Page MenuHomePhabricator

Enforce whitespace normalization in reference names much earlier
Open, Needs TriagePublic

Description

Legacy

Cite does have a very old quirk about how the name="…" of a <ref> is not necessarily unique. This is related to how spaces and/or underscores are normalized in the legacy parser. We started documenting this unintentional behavior better in https://gerrit.wikimedia.org/r/1139785.

As of now, <ref name="a b"> and <ref name="a__b"> are two different references, but become both identical #cite_note-a_b-… in the browser's address bar when you jump back and forth between the marker in the text and the footnote at the bottom of the document. The legacy Cite code had to invent and expose an additional unique number to work around this problem (now called "global id" in the code).

The fundamental reason for this odd behavior is legacy Cite abusing the wikitext parser in unexpected ways. The system messages cite_reference_link, cite_references_link_one, and cite_references_link_many_format contain wikitext snippets like [[#$1]]. Cite abuses this syntax for something it was not designed for. The [[#…]] wikitext syntax is meant to link to headlines in the text. To make this work more reliable the target anchors for headlines get additional normalization. Sequence of whitespaces and underscores are normalized to single underscores.
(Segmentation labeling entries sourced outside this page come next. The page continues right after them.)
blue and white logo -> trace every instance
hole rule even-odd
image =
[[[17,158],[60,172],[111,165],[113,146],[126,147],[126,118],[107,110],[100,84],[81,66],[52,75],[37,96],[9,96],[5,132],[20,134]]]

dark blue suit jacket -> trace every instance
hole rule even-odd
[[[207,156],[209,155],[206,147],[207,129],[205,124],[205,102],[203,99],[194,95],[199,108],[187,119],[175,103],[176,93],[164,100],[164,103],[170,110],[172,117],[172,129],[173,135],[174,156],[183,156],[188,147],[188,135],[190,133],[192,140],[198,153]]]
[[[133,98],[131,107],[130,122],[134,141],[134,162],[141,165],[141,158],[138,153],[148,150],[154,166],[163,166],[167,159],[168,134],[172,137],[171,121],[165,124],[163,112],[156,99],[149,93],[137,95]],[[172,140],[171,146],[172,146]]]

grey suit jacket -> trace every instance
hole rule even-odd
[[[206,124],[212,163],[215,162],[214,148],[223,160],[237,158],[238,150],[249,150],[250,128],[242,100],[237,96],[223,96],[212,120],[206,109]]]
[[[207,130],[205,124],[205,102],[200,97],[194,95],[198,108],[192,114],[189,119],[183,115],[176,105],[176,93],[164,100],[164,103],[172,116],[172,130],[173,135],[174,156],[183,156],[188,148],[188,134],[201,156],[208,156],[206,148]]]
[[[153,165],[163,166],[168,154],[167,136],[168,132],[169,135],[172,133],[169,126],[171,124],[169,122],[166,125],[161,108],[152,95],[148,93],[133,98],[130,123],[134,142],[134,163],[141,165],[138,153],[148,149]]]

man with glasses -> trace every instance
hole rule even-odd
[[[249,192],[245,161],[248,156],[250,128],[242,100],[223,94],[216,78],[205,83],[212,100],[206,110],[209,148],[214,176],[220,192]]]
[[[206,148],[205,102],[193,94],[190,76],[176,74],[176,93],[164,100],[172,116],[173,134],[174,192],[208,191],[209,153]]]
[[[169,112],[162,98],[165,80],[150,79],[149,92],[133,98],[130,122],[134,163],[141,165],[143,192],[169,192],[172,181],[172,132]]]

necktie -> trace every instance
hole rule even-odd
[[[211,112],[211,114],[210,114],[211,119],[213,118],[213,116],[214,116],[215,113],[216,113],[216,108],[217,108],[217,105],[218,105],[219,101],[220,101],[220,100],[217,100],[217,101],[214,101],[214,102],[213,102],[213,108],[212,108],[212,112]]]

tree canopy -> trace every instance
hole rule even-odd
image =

Cite technically doesn't need this normalization but can't disable it because it is a hard-coded feature of the [[#…]] syntax. The only thing Cite can do is to make sure the same normalization happens on both ends and matches between the wikitext [[#…]] and the HTML id="…". However, that was unaccounted for and broken for years because the original authors of legacy Cite haven't been aware of it. It was the TechWish team that fixed this much later, see T352179 and related.

Parsoid

Parsoid doesn't use the mentioned messages and would – in theory – not have the same problem. But Parsoid needed to generate the same HTML and needed re-implemented the behavior because of this.

The proposal

We would like to enforce the whitespace/underscore normalization much earlier (in both parsers) so that <ref name="a b"> and <ref name="a__b"> become the same reference and there is no discrepancy to the (normalized) HTML ids any more.

Effects
  • Names are unique and the additional global id is not needed any more.
    • This allows us to do T406858, which is a requirement for several fundamental refactoring efforts.
    • The behavior of the code is more predictable and the logic more consistent between the two parsers.
  • We believe this is also beneficial for users:
    • Just from looking at names like "Meyer_2011" vs. "Meyer 2011" we think it makes much more sense to make them behave as one reference instead of two.
    • It should be extremely rare that users ever run into this. One would need to have two refs with almost identical names on one page. Such a situation would already be confusing, as shown in the example above. We tried to use GlobalSearch to find real-world examples but couldn't find any, so far.
    • Even if such pages exist, the problem would be easy to fix and generally improve the quality of the article. The moment we make this change refs with conflicting names get merged, but marked with an error when they have different content. This is easily visible in the article and fixable by separating the two refs better with distinct names. Most communities actively track such errors and fix them in a timely manner.
    • Users are aware of the whitespace/underscore normalization from how headlines work.
    • The anchors in the browsers address bar are more compact and more predictable when they are shown as e.g. a_b instead of a%20b.
    • We don't need to expose the internal global id any more in anchors and the browsers address bar (at least for named refs).